N’nako Kandé’s Pineapple-Raspberry Crêpes Recipe


Tasty Traditions

By Gray Bennett | Photography by Rich Smith

What could be sweeter than dessert? For some, beloved sweet treats often go hand in hand with a special tradition shared with family and friends. From family game nights to birthday celebrations, a nostalgic dessert always adds more meaning to the memories. Here, we spoke with four locals to learn more about what makes their tasty traditions so sweet. 


N’nako Kandé

Crêpes are full of sweet memories for N’nako Kandé. In the crêpe-making process, “l’art du cotton” – or, “the art of the cotton ball” – is an essential part of the tasty tradition. As a child, Kandé and her sister were responsible for greasing the pan in between crepes with a buttered cotton ball. “You had to learn just how much butter to put on the cotton ball and how to hold and roll the ball across the pan so that you would not burn your fingertips,” she explains. “It was all in the little details, but somehow, what you did well with your cotton ball seemed to determine your success with your tasty crêpes!” Kandé shares that this tradition wouldn’t be complete without a little dancing or singing while cooking in the company of friends, family, or all by yourself. She compares traditions like this one to a palm tree, beautiful and enduring even in times of extreme weather and hardship. “Traditions are the invisible chord between our loved ones, our ancestors, and our future descendants,” she says. “They are necessary roots to a tree meant to grow strong.”

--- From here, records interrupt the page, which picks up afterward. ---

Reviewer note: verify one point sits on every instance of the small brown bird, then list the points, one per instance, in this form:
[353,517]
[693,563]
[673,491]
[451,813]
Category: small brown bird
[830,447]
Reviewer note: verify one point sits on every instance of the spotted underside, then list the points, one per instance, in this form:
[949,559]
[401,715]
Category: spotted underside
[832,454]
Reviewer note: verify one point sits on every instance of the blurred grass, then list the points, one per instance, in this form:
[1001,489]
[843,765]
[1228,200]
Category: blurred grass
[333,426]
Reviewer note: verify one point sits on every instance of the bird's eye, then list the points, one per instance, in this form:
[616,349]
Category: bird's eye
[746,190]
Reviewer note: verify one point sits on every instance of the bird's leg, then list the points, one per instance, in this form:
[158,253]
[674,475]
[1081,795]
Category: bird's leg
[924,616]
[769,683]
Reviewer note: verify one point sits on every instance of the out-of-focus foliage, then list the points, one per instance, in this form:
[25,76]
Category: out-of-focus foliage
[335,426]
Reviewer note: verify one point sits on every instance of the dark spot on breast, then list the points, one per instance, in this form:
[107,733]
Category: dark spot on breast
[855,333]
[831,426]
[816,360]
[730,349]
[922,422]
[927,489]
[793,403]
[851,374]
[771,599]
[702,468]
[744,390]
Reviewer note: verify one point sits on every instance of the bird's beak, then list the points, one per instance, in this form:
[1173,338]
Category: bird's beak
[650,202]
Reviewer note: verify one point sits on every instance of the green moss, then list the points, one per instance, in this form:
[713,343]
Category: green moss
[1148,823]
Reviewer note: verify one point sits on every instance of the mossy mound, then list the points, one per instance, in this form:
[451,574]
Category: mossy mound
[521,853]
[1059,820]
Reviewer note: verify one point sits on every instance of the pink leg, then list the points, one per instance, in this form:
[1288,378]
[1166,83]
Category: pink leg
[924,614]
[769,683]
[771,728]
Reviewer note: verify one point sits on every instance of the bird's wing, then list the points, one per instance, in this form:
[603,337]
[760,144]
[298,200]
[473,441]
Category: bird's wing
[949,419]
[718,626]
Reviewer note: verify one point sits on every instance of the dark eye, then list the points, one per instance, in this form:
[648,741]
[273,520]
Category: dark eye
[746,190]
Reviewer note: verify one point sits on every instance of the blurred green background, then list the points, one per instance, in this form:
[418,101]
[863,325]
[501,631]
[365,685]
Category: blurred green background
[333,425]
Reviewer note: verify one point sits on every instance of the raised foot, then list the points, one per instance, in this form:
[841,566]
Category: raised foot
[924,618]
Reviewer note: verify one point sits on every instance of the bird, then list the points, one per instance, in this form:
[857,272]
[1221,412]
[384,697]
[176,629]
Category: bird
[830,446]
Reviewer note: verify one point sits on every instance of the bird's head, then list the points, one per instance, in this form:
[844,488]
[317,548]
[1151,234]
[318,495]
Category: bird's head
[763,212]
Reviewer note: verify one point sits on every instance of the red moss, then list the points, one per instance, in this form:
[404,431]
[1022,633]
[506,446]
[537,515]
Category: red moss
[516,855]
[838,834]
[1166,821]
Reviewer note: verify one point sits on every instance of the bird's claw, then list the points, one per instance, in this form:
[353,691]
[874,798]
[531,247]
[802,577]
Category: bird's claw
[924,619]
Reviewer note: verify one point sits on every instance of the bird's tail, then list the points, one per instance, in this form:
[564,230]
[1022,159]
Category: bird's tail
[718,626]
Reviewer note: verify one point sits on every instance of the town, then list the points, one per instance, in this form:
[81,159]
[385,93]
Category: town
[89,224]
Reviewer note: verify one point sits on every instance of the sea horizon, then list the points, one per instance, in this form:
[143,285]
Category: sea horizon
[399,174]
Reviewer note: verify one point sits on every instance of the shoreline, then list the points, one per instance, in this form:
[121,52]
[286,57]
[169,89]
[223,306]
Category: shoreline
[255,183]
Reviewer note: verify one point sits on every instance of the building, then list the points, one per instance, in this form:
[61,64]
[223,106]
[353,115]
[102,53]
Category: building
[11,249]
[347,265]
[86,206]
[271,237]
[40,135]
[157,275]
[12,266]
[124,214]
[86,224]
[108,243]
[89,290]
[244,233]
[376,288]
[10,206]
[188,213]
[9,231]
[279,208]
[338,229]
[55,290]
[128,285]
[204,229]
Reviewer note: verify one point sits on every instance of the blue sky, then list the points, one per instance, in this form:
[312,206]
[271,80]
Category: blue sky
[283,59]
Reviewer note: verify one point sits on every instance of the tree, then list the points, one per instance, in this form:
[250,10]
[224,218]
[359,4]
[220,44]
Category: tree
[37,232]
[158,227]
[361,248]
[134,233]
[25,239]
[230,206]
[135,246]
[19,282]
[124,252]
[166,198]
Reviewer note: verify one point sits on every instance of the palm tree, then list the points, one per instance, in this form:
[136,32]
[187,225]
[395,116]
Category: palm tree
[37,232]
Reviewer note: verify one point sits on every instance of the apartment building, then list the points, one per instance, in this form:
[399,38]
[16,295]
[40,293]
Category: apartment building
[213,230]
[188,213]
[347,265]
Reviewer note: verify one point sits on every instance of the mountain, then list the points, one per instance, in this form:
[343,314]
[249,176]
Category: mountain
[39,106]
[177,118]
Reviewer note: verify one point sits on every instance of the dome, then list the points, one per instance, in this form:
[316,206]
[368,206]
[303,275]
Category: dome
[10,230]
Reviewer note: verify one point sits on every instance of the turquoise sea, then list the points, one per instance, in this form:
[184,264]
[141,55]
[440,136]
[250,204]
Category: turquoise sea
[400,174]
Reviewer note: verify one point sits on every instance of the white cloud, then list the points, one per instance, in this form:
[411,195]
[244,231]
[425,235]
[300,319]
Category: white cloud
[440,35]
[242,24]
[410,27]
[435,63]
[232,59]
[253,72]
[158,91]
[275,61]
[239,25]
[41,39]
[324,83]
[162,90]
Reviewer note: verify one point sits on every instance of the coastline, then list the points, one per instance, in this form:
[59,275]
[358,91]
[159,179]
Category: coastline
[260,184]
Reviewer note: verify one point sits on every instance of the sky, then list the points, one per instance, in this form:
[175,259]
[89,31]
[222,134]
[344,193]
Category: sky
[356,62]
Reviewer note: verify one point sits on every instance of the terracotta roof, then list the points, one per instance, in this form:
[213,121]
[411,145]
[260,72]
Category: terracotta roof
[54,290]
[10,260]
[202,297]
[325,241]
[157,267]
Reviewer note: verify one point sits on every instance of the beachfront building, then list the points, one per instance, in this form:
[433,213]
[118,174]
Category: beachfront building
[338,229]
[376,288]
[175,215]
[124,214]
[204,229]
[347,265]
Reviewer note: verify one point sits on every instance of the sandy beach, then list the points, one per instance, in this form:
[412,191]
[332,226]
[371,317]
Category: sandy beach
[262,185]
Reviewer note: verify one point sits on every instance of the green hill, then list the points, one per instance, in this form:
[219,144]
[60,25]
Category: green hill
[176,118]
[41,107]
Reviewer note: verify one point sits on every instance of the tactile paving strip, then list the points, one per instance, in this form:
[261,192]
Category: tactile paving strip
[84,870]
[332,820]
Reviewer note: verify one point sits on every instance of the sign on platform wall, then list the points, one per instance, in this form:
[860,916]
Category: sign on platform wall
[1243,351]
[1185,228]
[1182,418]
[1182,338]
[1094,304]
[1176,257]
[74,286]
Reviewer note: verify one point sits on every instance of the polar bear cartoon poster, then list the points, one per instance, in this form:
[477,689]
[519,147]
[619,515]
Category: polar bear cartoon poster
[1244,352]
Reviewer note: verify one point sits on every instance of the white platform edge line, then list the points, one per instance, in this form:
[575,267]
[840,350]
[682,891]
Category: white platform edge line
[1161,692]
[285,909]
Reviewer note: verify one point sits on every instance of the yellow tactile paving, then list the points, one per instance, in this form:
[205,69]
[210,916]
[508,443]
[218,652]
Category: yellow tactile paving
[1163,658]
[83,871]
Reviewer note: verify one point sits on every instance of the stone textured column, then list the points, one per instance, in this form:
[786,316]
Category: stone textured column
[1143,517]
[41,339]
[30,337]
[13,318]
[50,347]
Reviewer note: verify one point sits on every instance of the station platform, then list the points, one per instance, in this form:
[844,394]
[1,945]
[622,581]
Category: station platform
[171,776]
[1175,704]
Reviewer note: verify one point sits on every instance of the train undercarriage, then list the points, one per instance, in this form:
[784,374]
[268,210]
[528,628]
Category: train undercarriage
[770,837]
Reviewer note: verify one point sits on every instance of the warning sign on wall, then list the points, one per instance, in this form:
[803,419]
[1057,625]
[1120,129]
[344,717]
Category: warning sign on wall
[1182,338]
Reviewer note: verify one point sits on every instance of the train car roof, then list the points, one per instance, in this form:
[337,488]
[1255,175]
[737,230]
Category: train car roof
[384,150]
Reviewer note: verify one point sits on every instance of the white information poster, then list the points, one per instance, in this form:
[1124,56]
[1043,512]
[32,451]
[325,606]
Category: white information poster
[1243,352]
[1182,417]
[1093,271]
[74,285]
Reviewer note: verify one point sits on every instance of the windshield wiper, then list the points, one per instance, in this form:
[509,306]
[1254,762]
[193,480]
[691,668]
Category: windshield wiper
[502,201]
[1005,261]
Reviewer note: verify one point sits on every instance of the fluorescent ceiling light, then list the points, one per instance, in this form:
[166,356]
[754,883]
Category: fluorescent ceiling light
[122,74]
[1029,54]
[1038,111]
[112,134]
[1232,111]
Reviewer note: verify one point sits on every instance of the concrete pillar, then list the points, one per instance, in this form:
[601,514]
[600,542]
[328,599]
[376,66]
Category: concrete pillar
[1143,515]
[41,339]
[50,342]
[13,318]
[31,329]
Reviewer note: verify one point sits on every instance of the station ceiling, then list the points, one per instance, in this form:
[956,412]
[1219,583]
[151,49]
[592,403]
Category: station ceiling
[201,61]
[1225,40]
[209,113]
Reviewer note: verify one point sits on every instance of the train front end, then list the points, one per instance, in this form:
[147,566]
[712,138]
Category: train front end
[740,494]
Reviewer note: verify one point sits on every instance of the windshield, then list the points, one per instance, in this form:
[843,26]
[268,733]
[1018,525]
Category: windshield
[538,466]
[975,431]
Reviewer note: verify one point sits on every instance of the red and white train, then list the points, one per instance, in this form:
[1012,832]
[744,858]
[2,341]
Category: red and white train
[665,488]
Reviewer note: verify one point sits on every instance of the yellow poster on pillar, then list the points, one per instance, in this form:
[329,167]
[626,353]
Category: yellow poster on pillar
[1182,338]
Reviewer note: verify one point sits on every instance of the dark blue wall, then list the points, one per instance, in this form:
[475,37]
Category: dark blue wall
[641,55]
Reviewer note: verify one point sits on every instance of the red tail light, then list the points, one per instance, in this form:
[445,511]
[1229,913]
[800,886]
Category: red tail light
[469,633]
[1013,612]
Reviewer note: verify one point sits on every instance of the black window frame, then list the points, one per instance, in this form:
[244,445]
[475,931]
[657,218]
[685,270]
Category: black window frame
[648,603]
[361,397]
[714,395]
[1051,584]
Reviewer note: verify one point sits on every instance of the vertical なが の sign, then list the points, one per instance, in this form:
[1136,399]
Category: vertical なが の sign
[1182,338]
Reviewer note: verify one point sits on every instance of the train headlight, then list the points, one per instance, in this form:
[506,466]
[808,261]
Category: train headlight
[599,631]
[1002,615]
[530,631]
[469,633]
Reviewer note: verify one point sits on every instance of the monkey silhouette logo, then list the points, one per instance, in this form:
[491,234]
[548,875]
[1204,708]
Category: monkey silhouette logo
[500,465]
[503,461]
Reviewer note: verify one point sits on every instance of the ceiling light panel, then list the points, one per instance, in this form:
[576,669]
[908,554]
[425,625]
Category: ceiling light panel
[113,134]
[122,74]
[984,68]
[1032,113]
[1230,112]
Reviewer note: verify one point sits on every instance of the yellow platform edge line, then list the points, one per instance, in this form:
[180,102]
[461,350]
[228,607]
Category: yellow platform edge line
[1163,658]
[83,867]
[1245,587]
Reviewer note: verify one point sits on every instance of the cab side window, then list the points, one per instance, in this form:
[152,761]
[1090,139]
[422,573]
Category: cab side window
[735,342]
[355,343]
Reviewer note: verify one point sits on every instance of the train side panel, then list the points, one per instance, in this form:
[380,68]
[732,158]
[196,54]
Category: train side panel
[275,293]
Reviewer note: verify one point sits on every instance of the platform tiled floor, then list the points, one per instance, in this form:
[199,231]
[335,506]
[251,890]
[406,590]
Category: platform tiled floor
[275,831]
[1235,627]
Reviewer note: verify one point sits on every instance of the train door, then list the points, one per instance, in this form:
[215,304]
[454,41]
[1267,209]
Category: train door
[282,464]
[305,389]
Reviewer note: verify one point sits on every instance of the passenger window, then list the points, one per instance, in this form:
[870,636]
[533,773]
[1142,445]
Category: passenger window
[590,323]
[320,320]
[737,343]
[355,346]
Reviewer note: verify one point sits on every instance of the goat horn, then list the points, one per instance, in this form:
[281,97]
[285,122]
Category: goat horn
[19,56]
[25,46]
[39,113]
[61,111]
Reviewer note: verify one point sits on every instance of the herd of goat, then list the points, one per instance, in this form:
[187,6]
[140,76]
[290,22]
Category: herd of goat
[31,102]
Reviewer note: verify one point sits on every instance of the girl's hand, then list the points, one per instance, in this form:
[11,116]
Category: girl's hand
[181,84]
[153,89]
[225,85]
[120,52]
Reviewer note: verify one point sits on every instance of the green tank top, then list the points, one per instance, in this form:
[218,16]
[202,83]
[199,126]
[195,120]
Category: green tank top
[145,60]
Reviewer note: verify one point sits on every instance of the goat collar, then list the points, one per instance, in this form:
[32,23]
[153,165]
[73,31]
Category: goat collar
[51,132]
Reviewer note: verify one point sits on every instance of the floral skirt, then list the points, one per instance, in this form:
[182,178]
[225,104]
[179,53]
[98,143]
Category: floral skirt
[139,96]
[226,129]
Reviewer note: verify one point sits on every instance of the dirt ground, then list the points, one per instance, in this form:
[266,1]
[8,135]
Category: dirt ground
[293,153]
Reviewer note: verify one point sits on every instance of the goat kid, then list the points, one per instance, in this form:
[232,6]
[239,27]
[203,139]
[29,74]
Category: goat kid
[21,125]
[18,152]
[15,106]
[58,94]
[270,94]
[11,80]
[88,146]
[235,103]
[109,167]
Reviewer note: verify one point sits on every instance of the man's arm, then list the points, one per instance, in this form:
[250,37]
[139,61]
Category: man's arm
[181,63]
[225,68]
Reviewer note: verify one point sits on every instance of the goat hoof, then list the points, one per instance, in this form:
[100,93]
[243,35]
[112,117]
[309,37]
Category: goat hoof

N’nako Kandé’s Une Affaire de Crêpes à L'ananas

N’nako Kandé’s Une Affaire de Crêpes à L'ananas (Pineapple-raspberry crêpes)

N’nako Kandé
“I have now lived in the USA longer than I have lived in Côte d'Ivoire and France combined, and crêpes are like a culinary postcard to me. I have been making crêpes since my childhood with my "Maman" (my mom), my sisters, my aunts, and my cousins.”
Course Dessert
Cuisine French
Servings 8 - 10 crêpes


For the batter

  • 3 eggs
  • 1 cup flour
  • 1 ½ cups of milk
  • lemon zest, to taste
  • freshly grated nutmeg, to taste
  • freshly grated ginger, to taste
  • 3 Tbsp. butter + extra to coat pan
  • 1 Tbsp. sugar
  • 1 pinch salt
  • 1 tsp. vanilla extract

For the filling

  • 12 Tbsp. butter
  • 1 cup brown sugar
  • 4 Tbsp. vanilla extract
  • 4 Tbsp. rhum, to taste
  • 3-4 20 oz. cans pineapple chunks
  • 2-4 rosemary sprigs, to taste

For topping

  • raspberry syrup
  • confectioners sugar
  • strawberries
  • coconut flakes


  • Make your crêpe batter by mixing all the ingredients. Refrigerate the batter for 30 minutes to two hours. While the batter refrigerates, you can prep the filling and toppings of your choice. This may require a cooking partner to help with multitasking.
  • For the filling, start by melting the butter in a skillet. Once the butter melts fully, add sugar and stir. Add the vanilla extract and stir. Let it cook for a few minutes to thicken a little before adding the rhum. Once rhum is added, add the pineapple chunks and some rosemary sprigs. Let it cook on medium heat, stirring often to coat all the chunks very well. Remove when the pineapple is golden brown and still soft. Set aside to fill and roll your crêpes and reserve some as topping.
  • To make the crêpes, use a regular pan and set heat to medium-low. Grease the pan well with butter in between each crêpe to ensure crispy edges and easier flipping. Cook each side for 1-2 minutes.
  • To fill a crêpe, add a line of the pineapple filling to down the center, and add raspberry syrup or additional toppings. Use a burrito-rolling technique to close the crêpe. Top each crêpe with extra pineapple topping, confectioner’s sugar, raspberry syrup, sliced strawberries, and coconut flakes as desired.